In his daily morning press conference at the National Palace, the president thus responded to a question about statements by the Spanish Foreign Minister, José Manuel Albares, who made his government’s support for the electricity reform conditional on it not affecting Iberdrola, Repsol and other Iberian companies.
López Obrador expressed that it is important that the reform is approved because it prevents abuses, and gave as an example private companies that support someone who sets up a wind, solar or gas plant and what it produces is supposedly for self-consumption, but it is not. .
What they did was create a large company and they all became partners of Iberdrola until it became a monopoly that charges the domestic consumer dearly and pays less for the electricity that their companies and businesses spend, and, in addition, they receive subsidies, and all these tricks they are eliminated if the electricity reform is approved, he said.
The same, he said, happens with lithium, which everyone is after, because the reform also clarifies that this resource must be exploited by the nation and not by foreign companies, because it is a strategic mineral for the country’s development.
The president warned that it will not be possible to replace oil if there is no development of lithium, essential to specify alternative energies.
He recalled that the Mexican deputies and senators are the ones who are going to decide and it is interesting because the reform is a place to see who is in favor of the Federal Electricity Commission, which is a public company that provides services to the people and proposes not to increase rates.
He affirmed that Mexico does not want the same thing to happen to it that is happening now in Spain and predicted that even with all the power that Repsol, Iberdrola and all those companies have, Madrid is going to have to put a stop to them because people can no longer stand the prices of electricity and gas.
It is also the case, he pointed out, of the United States with the increase in gasoline prices, “and now they come to Mexico to load fuel because there is no one to pay for them there.”
He clarified that a rational subsidy policy is being applied so that there are no “gasolinazos” and to be able to corner inflation.
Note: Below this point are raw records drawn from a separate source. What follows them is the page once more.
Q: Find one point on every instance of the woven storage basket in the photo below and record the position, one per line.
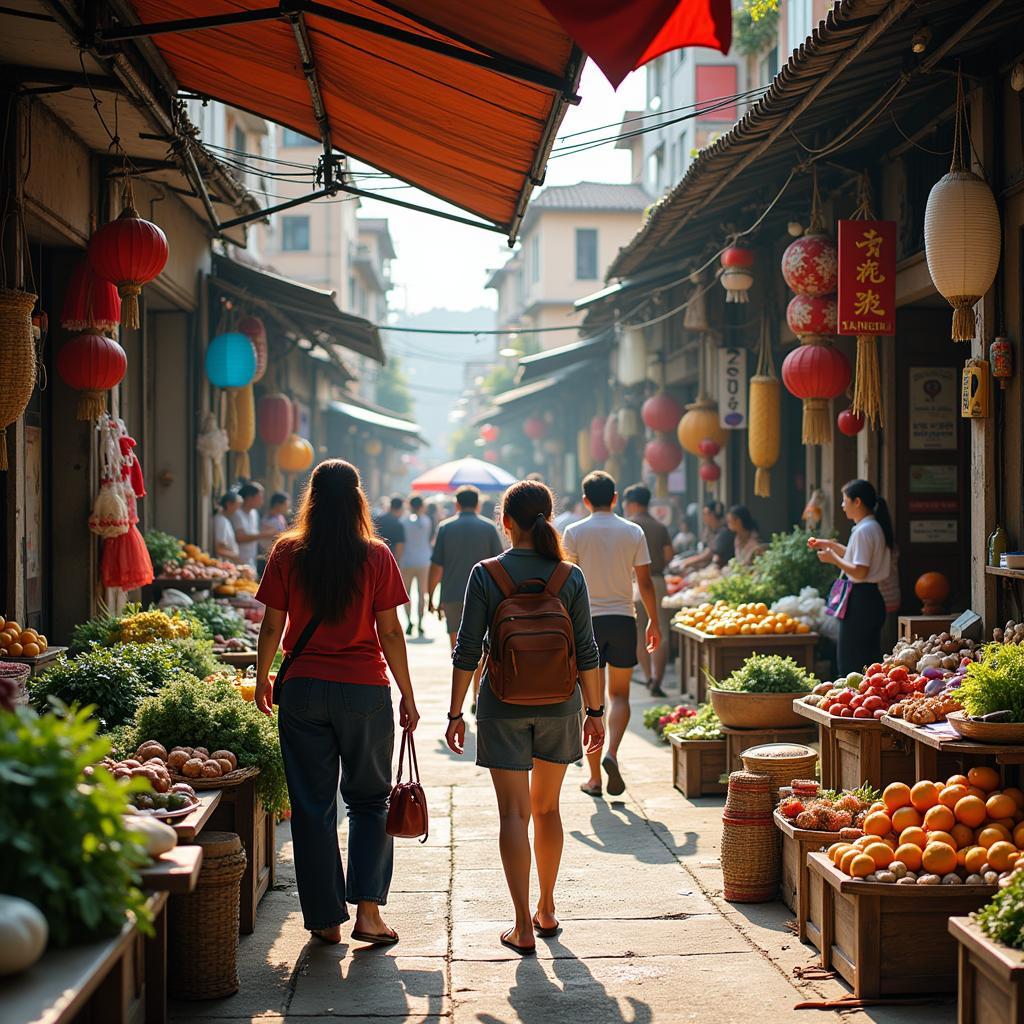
(780, 762)
(17, 368)
(751, 847)
(203, 927)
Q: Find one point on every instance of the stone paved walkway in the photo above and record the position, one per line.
(646, 935)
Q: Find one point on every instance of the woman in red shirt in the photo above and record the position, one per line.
(335, 705)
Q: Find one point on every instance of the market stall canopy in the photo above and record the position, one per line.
(450, 476)
(461, 98)
(301, 310)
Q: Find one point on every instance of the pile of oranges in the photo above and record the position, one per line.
(965, 828)
(724, 620)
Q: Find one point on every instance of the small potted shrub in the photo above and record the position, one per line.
(760, 693)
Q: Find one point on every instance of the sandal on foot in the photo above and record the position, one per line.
(388, 938)
(521, 950)
(615, 784)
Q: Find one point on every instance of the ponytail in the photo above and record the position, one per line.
(864, 489)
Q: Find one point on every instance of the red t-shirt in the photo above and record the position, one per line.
(348, 650)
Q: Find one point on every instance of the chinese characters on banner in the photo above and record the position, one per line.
(866, 276)
(732, 388)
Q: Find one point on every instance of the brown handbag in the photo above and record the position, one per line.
(407, 813)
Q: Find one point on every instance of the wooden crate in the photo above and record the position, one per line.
(991, 977)
(855, 751)
(241, 811)
(697, 765)
(737, 740)
(704, 654)
(887, 939)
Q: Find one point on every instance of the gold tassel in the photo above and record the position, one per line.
(867, 383)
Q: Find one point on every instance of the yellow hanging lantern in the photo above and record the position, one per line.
(699, 423)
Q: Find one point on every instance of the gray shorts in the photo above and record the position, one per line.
(512, 743)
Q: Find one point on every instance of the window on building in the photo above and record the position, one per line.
(293, 138)
(586, 254)
(295, 233)
(716, 82)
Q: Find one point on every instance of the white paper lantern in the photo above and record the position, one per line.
(632, 356)
(962, 244)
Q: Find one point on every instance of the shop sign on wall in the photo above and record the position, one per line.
(934, 408)
(732, 388)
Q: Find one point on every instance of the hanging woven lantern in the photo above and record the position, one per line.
(91, 364)
(17, 368)
(736, 276)
(254, 329)
(230, 360)
(810, 265)
(296, 455)
(91, 303)
(129, 252)
(699, 422)
(816, 373)
(812, 315)
(662, 413)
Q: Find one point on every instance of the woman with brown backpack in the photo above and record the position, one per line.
(530, 607)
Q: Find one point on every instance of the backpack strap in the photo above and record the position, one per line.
(500, 574)
(557, 579)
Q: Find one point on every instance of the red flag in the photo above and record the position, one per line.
(621, 37)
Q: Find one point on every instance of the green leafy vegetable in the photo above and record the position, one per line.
(62, 839)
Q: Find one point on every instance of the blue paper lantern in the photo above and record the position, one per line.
(230, 360)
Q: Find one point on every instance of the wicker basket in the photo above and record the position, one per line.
(751, 847)
(204, 925)
(780, 762)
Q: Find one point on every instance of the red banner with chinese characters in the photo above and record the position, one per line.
(866, 276)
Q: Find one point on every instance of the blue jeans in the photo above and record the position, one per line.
(324, 725)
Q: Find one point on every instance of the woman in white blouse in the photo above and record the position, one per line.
(865, 562)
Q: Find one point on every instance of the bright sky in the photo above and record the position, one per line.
(442, 264)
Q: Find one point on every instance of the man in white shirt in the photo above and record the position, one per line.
(610, 550)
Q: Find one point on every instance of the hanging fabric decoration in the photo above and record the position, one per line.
(91, 303)
(765, 427)
(241, 424)
(212, 445)
(963, 235)
(128, 252)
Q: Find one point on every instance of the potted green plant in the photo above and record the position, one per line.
(760, 693)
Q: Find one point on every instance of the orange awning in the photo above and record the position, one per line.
(461, 98)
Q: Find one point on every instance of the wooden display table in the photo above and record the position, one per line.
(936, 757)
(855, 751)
(887, 939)
(705, 654)
(697, 766)
(991, 977)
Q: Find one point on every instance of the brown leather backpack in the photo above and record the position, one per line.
(530, 642)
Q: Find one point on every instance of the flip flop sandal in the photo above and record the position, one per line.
(383, 939)
(615, 784)
(521, 950)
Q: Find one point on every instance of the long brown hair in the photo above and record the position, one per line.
(331, 538)
(528, 505)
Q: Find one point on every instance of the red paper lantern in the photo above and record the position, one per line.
(810, 265)
(662, 413)
(535, 428)
(663, 456)
(90, 302)
(850, 423)
(253, 328)
(808, 314)
(816, 373)
(129, 252)
(273, 419)
(91, 364)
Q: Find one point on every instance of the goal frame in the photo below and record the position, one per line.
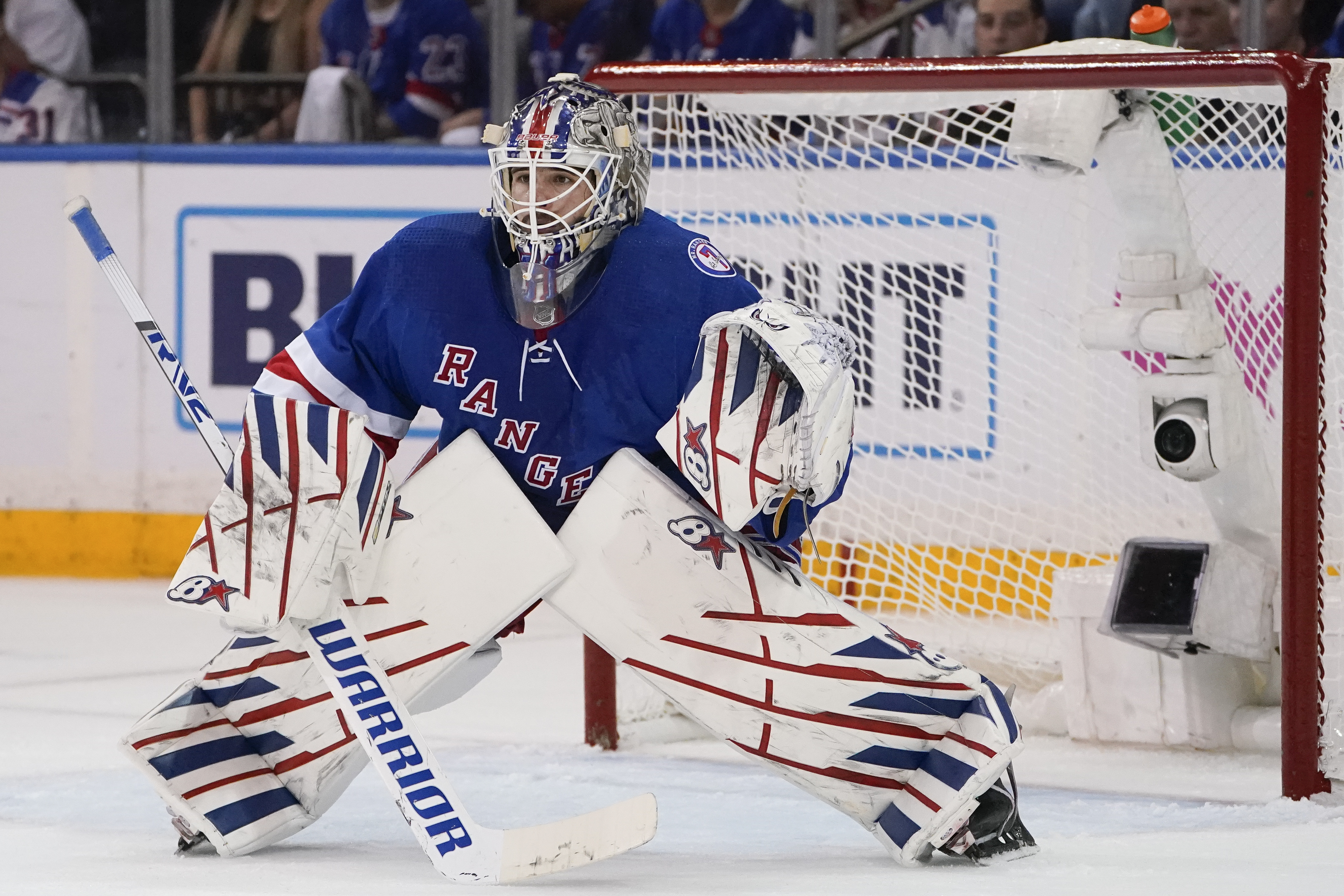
(1303, 417)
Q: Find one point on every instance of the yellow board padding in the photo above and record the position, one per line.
(96, 545)
(879, 577)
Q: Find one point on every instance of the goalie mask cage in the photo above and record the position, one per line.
(992, 449)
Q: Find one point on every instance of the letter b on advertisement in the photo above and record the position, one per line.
(253, 300)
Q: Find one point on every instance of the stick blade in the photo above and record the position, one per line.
(545, 850)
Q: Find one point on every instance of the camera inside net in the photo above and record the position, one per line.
(1182, 440)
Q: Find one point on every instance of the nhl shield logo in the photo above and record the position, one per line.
(202, 589)
(701, 535)
(709, 260)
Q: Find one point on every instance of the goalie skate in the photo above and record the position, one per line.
(995, 832)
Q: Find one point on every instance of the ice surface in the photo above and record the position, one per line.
(81, 660)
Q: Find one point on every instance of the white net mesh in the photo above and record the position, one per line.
(992, 449)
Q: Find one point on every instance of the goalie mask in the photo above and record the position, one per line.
(566, 177)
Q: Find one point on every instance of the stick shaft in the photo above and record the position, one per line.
(191, 401)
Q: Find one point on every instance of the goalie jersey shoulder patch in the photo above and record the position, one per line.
(709, 260)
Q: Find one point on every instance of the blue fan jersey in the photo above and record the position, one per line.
(425, 65)
(577, 47)
(760, 30)
(426, 327)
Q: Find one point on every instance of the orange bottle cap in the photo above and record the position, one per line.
(1150, 21)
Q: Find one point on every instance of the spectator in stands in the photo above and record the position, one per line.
(1006, 26)
(251, 37)
(1061, 15)
(53, 34)
(574, 36)
(424, 64)
(723, 30)
(944, 30)
(36, 109)
(1202, 25)
(1103, 19)
(1283, 26)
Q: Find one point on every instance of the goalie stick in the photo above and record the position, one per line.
(460, 848)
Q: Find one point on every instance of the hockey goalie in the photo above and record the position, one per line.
(630, 433)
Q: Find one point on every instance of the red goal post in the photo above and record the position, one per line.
(1303, 413)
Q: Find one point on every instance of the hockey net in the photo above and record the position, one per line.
(992, 449)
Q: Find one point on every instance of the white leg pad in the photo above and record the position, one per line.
(896, 737)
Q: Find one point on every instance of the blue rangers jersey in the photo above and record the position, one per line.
(758, 30)
(426, 327)
(424, 61)
(41, 111)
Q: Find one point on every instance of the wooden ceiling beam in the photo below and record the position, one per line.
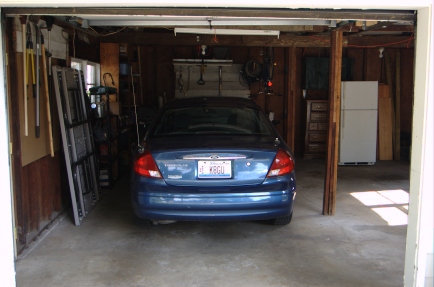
(285, 40)
(328, 14)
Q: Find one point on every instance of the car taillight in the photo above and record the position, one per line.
(283, 164)
(145, 165)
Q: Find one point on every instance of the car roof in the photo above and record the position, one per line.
(211, 101)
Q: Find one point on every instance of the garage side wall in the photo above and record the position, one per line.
(37, 186)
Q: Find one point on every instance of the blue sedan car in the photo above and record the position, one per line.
(212, 159)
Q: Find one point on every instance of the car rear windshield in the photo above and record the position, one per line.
(212, 120)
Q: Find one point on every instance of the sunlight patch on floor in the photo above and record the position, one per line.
(387, 204)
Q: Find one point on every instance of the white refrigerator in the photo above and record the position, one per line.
(358, 129)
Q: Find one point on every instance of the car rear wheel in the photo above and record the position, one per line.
(285, 220)
(141, 222)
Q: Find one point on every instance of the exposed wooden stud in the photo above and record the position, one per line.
(330, 182)
(389, 82)
(385, 125)
(397, 148)
(291, 104)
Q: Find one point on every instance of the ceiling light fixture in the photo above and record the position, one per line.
(241, 32)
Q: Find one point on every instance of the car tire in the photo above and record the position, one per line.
(141, 222)
(285, 220)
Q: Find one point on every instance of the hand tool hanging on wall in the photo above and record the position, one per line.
(220, 81)
(47, 96)
(30, 58)
(49, 21)
(23, 20)
(37, 105)
(202, 70)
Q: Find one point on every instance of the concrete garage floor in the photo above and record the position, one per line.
(355, 247)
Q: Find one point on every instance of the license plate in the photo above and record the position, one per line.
(214, 169)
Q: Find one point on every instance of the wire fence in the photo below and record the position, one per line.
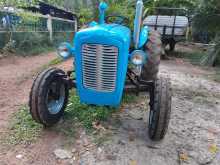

If we don’t put up with it, even if we increase crude oil production, it will end everything because of the cost of living, he warned.
Now, he said, we have a different policy and it helps us, we are free because a country dominated by foreign companies, what hope can it assure the people, none and that is not even good for the companies themselves.
There must be a separation of the economic and the political, and when the former dominates and controls the political, the majority of citizens have no protection. This is what we are now experiencing in Mexico: that government is for everyone, he said.